S. Typhimurium was found only in the faeces of 5 horses at a very low average content (54.5 copies·g−1 faeces, Table 2). Salmonella spp. can cause a variety of clinical equine diseases, from self-limiting diarrhoea to acute colitis with haemorrhagic diarrhoea and endotoxemia ; however, many horses can act as subclinical carriers, that is, can carry Salmonella in their guts without shedding or being ill (asymptomatic shedders). The development of serious salmonellosis in horses depends on many factors, for example, the animal’s general health condition, the virulence of the pathogen and the amount of harboured Salmonella. In our study, all examined horses were in good form, and there was no report of any enteric diseases (eg, diarrhoea), thus we consider these horses as asymptomatic carriers of Salmonella and the other detected pathogens. This implies that they might not fall sick themselves but may transmit pathogens to others (including other animals and humans) and to the environment.

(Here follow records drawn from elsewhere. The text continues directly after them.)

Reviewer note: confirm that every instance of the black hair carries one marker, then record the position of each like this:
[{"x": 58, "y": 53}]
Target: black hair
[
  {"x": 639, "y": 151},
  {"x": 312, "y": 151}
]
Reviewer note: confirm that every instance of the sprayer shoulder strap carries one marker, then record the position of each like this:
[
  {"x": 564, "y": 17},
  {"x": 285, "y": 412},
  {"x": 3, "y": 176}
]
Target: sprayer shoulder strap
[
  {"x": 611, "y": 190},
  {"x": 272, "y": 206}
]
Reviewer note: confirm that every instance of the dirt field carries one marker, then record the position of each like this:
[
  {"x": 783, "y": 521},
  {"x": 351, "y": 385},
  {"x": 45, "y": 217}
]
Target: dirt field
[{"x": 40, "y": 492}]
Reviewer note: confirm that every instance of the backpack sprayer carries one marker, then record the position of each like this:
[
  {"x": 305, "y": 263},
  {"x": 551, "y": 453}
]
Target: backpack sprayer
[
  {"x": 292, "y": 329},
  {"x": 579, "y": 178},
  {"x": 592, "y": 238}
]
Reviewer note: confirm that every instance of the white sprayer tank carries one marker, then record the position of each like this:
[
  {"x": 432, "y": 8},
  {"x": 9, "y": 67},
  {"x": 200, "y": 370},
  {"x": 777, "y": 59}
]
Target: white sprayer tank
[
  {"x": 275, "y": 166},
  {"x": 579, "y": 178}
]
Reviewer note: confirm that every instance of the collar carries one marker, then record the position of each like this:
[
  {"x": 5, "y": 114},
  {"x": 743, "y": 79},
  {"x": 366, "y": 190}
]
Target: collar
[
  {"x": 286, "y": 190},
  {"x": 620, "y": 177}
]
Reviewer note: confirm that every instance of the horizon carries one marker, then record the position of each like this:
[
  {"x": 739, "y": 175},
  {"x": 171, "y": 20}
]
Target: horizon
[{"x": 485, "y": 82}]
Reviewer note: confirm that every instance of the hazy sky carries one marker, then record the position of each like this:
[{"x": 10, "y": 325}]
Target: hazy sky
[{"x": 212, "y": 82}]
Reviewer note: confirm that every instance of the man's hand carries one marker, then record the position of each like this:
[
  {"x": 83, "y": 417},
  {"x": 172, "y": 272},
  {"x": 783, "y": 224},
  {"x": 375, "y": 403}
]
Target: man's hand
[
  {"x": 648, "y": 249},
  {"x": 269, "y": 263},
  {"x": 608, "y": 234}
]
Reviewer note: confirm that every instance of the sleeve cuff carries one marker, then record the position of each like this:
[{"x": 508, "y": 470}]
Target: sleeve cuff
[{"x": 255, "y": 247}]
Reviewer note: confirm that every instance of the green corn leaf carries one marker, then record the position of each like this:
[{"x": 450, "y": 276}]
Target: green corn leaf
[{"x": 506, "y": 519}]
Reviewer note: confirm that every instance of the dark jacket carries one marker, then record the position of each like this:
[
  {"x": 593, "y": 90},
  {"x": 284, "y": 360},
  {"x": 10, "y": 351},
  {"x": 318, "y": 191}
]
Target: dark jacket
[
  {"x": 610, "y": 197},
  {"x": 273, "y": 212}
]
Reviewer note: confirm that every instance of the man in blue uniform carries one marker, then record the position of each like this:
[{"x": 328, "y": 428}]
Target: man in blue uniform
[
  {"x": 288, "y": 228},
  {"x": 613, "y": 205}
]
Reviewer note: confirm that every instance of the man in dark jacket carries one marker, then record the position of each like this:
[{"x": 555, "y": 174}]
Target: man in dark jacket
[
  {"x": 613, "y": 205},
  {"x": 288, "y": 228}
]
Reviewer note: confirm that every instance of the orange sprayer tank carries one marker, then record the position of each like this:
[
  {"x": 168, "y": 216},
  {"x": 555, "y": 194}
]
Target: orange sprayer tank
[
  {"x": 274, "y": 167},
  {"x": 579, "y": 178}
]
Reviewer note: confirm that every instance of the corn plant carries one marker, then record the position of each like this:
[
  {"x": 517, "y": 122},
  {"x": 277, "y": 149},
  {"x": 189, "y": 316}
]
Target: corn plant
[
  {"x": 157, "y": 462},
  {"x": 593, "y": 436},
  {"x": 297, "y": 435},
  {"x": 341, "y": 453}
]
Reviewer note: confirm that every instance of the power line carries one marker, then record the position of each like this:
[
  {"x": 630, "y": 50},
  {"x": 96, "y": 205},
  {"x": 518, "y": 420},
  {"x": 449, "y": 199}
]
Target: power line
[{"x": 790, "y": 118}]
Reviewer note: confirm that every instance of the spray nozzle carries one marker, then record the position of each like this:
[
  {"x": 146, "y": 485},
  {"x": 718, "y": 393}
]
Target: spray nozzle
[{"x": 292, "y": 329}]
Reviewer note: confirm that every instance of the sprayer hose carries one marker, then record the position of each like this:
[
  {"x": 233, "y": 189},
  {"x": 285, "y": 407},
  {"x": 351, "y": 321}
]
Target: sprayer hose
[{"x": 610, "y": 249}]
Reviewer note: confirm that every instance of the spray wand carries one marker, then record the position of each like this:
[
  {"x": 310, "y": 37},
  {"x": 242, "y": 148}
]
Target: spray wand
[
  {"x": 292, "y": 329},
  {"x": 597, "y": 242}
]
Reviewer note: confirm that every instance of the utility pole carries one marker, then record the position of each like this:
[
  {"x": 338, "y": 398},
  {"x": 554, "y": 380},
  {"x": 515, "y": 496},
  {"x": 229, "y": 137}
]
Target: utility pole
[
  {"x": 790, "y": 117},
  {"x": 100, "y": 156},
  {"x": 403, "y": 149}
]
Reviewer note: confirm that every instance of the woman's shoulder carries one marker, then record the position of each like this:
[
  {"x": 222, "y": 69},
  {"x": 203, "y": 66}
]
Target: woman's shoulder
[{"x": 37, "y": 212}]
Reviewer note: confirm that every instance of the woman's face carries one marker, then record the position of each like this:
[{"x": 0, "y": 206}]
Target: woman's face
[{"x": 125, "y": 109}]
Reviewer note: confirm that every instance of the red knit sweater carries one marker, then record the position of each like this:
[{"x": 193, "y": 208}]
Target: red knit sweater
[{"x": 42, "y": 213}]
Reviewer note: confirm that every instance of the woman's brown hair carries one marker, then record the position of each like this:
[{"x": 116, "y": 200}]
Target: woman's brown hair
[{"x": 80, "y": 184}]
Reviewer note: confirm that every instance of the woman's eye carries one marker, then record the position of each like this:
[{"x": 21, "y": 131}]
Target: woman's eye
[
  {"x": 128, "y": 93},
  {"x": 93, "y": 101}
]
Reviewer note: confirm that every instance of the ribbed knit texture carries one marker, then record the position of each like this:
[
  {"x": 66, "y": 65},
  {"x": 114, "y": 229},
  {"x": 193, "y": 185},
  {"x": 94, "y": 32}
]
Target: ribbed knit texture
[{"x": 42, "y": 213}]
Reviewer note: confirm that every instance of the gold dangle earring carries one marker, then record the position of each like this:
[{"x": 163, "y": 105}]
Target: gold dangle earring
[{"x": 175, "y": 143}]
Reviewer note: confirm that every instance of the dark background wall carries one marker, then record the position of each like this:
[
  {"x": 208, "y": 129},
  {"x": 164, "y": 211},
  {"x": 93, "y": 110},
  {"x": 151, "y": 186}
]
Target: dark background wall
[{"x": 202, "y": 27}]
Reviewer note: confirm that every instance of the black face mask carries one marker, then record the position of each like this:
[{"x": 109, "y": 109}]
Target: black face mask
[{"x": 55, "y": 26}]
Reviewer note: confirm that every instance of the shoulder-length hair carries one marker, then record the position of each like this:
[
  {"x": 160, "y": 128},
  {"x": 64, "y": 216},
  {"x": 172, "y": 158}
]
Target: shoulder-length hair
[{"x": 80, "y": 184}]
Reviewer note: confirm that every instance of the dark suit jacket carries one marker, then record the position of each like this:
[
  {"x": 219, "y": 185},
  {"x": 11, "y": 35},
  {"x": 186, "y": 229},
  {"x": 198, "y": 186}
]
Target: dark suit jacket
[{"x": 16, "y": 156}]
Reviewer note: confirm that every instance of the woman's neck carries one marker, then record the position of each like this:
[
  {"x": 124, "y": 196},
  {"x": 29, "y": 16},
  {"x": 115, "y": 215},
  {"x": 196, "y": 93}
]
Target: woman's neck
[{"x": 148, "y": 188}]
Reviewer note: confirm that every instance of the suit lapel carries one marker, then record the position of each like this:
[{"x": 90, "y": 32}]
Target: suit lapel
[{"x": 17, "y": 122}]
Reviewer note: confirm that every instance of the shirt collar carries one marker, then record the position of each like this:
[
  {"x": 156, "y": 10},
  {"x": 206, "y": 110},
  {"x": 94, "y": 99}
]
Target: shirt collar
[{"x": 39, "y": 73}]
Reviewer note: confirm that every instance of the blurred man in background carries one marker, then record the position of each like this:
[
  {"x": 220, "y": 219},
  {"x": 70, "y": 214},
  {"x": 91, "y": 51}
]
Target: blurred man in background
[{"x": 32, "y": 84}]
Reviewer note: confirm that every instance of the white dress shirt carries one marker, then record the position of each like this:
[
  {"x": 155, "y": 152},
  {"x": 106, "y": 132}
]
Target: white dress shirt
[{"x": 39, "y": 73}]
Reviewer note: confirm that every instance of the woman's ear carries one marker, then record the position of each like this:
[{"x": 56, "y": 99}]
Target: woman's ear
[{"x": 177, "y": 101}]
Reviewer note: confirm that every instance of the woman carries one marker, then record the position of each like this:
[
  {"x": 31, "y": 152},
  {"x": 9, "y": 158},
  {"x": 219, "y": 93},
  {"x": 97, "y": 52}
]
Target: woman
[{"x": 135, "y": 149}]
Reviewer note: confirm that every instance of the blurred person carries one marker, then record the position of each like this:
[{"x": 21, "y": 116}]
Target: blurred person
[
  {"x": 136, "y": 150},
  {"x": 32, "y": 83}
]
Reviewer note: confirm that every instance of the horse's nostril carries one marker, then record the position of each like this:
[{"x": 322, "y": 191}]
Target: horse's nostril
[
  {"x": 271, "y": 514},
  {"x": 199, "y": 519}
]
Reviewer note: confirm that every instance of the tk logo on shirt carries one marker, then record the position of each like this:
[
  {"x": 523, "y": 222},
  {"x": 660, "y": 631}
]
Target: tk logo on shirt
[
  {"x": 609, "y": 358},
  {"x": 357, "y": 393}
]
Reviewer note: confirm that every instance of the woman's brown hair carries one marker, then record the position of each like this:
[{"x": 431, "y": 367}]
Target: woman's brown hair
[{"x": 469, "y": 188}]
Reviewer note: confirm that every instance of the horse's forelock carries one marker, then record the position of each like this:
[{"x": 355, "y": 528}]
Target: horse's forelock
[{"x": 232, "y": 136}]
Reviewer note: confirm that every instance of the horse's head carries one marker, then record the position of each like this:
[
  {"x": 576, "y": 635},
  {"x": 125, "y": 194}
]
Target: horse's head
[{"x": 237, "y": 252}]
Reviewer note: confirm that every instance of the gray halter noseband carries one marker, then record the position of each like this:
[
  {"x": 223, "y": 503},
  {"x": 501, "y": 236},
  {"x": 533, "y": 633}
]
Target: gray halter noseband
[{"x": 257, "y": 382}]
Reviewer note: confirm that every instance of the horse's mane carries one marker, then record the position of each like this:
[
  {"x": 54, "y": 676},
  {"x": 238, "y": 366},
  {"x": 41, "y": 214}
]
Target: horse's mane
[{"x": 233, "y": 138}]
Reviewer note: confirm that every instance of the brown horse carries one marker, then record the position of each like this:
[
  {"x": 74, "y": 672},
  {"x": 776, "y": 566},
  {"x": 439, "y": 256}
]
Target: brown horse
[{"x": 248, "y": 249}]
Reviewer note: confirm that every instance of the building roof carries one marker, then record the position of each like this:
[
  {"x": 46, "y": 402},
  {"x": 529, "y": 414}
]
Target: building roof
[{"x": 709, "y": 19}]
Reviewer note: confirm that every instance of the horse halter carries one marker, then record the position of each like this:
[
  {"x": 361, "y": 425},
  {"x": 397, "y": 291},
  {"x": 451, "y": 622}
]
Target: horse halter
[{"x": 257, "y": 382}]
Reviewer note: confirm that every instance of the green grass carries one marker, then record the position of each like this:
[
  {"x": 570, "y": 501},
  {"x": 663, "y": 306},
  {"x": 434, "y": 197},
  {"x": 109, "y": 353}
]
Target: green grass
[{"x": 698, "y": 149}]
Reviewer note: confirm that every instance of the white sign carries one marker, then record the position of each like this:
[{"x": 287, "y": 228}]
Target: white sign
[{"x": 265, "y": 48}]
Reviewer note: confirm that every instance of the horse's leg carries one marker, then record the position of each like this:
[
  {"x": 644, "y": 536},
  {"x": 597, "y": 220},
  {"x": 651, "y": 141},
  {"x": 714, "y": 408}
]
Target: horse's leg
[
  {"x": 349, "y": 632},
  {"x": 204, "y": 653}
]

C. jejuni is a commensal bacterial member of the gut microbiota of many domesticated and wild animals. However, Campylobacter is 1 of 4 global causative agents of diarrhoeal diseases. Among all species, C. jejuni and Campylobacter coli (C. coli) are considered as the leading causative agents of human infectious disease campylobacteriosis. In the current study, we identified 6 positive cases carrying a low content of C. jejuni (on average 22.4 copies·g−1 faeces, Table 2). Worldwide, there are few reports indicating that healthy and sick equines carry Campylobacter spp.[5,8,32-34] and the latest published data from Norway described few cases but rather, sporadic isolation of Campylobacter from horses (with unknown health status). Of note, different examination methods can lead to varied analysis results. Advanced molecular approaches are expected to deliver better detection resolution and higher sensitivity compared with traditional (old) culture-based methods, largely due to the fact that most pathogens are at low abundance and hard to culture. Even though C. jejuni is rarely detected and is present at low abundance, the risks to human and environment health cannot be overlooked. Thus, potential disease transmission concerns have arisen directly by close contact or indirectly by faecal pollution of the environment. However, full awareness of horse-related health risks is rather poor, and many public health professionals are underinformed. In a Canadian survey conducted for 214 public health inspectors, over two-thirds of professionals considered diseases transmitted from horses having no or some impact on public health. Another similar survey undertaken in New Zealand revealed that only 31% equine properties had any type of biosecurity protocols for the visitors. Apparently, there are significant knowledge gaps related to equine zoonoses and their transmission routes (eg, faecal shedding of pathogens), environmental pollution risks (eg, faecal contamination of grazing areas and water bodies) and ecological consequences of faecal contamination (eg, deterioration of ecosystem biodiversity and functionality). Thus, proactive dissemination of updated knowledge and information to a broader public is of vital importance to improve overall public awareness and establish well-informed biosecurity measures.

Conclusions and Remarks

This pilot study provides evidence that healthy equines can carry C. jejuni and other zoonotic pathogens, which may pose health risks to humans and animals, and jeopardise environmental protection. None of the tested faecal samples was pathogen free. Given that horse-related recreational activities are very popular worldwide, it is imperative to establish information-guided decisions and implement intensified socio-ecological biosecurity procedures among all horse practitioners. Jointly, there is an urgent need for the environmental sectors to reinforce management efforts on surveillance, control and mitigation of zoonoses transmitted through environmental matrices.

To extend our knowledge scope on the potential human and ecological threats from zoogenic faecal contamination, further investigations on a larger scale (eg, including a higher number of equines) will follow. Given that antimicrobial resistance is increasingly associated with zoonotic enteropathogens, the antibiotic resistome of faecally shedded pathogens will also be addressed and explored.